Citi economist Kit Wei Zheng noted that figures were consistent with the 19 per cent seasonally adjusted month-on-month plunge in non-oil retained imports of intermediate goods last month.

He said that the weak industrial production results despite stronger recovery in NODX 'suggests manufacturers remain cautious amid limited demand visibility'. 'For now, export data is improving faster than production data . . . reinforcing the view that while export demand is stabilising, manufacturers do not yet have the confidence to ramp up production, but are instead meeting export demand by drawing down on inventory.'

Mr Kit noted that Q1 GDP figures could see an upward revision to -10.7 per cent, from initial advance estimates of 11.7 per cent contraction released earlier this month by the government as production for the quarter was somewhat higher than the 29 per cent fall in the government's forecast.
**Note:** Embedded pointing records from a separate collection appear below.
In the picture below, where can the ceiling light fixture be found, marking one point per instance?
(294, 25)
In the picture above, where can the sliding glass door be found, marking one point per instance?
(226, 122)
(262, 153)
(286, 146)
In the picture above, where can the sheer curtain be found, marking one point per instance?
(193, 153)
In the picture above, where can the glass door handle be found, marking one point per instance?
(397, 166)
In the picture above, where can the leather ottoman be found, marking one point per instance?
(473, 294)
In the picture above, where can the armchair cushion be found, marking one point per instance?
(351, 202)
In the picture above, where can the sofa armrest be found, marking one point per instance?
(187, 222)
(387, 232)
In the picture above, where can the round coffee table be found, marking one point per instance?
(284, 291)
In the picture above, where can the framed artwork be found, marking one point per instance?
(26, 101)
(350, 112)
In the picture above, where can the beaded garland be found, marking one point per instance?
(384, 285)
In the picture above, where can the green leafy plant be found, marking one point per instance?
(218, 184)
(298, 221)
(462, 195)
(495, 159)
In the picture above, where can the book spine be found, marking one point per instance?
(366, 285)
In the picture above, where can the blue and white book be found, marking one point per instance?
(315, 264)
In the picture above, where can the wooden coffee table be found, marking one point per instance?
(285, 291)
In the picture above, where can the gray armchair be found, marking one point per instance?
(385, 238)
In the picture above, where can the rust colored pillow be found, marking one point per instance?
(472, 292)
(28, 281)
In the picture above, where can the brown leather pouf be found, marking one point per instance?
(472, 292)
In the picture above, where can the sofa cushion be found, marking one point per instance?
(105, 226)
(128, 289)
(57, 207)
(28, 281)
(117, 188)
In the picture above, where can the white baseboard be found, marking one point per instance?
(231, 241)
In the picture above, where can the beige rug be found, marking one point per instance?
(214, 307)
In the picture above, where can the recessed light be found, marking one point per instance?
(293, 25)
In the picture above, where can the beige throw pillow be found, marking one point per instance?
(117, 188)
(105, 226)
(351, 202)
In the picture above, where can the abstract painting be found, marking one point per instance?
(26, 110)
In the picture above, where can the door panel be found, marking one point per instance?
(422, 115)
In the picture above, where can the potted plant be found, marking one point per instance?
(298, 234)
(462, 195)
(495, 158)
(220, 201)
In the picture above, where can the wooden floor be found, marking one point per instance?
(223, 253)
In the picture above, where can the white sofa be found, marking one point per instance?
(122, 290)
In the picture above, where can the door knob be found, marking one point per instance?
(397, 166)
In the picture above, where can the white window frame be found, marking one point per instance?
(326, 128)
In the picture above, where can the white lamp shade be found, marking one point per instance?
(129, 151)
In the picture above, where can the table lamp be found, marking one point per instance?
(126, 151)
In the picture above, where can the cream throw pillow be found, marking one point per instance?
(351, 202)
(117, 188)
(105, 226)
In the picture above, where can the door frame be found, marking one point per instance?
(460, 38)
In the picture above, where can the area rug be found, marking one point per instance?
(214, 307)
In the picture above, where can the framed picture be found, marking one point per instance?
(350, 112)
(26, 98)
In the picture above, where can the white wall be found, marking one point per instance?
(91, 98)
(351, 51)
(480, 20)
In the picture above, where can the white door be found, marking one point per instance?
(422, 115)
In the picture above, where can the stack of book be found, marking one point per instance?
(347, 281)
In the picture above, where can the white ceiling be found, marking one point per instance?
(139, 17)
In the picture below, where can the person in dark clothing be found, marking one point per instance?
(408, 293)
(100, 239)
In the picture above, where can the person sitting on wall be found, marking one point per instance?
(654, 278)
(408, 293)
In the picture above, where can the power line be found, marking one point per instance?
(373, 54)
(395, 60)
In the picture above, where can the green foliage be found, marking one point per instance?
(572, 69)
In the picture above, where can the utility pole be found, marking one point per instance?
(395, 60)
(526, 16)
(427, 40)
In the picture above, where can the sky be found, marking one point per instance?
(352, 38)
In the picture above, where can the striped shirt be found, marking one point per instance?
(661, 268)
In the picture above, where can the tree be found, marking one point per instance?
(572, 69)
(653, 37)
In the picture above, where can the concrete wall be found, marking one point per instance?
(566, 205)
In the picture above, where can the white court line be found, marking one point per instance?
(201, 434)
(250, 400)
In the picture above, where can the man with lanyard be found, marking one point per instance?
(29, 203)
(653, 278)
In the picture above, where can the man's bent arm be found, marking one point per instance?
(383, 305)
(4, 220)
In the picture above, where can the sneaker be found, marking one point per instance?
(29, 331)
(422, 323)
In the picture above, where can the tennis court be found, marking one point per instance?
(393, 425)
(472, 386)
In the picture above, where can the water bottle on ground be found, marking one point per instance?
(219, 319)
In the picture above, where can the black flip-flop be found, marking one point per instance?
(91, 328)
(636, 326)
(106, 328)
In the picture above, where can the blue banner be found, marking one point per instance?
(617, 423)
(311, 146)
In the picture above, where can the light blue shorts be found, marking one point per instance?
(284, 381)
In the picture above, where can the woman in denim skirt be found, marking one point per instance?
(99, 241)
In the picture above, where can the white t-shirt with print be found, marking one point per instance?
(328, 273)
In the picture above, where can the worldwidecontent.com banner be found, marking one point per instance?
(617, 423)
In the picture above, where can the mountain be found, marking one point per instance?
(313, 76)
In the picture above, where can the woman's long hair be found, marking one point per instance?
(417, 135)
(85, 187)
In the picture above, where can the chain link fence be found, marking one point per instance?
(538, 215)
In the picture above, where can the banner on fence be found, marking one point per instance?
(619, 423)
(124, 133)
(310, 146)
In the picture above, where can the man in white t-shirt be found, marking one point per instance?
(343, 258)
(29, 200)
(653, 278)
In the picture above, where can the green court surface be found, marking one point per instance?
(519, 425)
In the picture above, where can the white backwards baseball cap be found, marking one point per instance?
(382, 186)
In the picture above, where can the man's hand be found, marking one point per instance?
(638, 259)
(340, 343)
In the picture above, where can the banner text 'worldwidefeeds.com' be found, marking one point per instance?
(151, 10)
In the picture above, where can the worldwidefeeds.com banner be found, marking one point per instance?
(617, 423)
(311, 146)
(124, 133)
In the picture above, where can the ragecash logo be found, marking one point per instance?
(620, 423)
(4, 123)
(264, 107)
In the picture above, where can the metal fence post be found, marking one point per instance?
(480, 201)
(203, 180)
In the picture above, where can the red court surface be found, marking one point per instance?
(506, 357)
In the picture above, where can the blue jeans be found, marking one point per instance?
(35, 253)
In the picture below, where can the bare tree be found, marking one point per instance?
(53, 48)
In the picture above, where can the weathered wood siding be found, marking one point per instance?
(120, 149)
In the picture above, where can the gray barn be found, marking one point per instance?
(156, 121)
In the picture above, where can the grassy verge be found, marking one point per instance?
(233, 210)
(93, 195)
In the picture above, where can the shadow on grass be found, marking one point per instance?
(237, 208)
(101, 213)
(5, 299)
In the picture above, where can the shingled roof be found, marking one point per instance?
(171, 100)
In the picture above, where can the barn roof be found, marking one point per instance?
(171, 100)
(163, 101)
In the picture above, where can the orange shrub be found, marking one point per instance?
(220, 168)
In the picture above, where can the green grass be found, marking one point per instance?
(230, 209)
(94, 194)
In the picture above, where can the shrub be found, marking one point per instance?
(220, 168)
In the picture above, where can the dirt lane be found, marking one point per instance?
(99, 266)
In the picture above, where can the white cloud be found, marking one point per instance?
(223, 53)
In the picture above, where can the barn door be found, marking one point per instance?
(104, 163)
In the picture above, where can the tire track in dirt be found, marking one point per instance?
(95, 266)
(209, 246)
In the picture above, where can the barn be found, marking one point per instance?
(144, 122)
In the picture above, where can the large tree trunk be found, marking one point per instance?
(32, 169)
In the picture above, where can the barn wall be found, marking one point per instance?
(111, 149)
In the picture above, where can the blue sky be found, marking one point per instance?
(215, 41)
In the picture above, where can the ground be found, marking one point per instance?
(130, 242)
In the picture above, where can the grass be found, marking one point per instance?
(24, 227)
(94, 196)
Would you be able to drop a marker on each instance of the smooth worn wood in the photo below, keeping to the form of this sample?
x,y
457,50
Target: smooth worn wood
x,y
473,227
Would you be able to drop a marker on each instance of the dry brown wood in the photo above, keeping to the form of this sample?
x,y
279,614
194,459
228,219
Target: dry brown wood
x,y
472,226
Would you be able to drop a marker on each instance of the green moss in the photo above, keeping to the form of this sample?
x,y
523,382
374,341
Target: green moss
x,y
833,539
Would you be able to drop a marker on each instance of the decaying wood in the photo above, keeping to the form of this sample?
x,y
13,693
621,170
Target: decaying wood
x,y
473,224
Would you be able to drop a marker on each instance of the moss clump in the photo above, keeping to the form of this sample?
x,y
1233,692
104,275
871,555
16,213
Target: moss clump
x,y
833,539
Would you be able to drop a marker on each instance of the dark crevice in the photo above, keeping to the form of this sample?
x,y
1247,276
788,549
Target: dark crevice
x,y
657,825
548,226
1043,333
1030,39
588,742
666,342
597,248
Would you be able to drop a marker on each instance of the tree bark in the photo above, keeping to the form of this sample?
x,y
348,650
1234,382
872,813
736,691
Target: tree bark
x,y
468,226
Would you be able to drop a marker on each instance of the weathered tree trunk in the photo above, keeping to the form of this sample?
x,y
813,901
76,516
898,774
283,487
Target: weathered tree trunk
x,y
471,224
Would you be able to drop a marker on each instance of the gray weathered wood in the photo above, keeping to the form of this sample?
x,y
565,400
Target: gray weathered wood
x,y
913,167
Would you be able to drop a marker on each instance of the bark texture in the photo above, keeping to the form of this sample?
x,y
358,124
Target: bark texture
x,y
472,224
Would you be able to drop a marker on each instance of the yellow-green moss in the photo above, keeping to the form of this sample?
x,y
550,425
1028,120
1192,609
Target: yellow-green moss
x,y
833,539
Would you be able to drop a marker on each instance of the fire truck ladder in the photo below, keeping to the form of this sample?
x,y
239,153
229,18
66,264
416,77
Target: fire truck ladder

The EDB said that the electronics sector, as expected, was a main factor in the decline, falling 34.6 per cent year-on-year for an almost 40 per cent drop in Q1. Biomedical output also disappointed, contracting 54.8 per cent from last March, for a near 30 per cent decline in the quarter.

'Pharmaceuticals are once again giving reason for concern,' said Mr Prior-Wandesforde.

Transport engineering rose just one per cent while general manufacturing was down 10.5 per cent, in year-on-year terms. Chemicals contracted 22.7 per cent and precision engineering fell 29.6 per cent.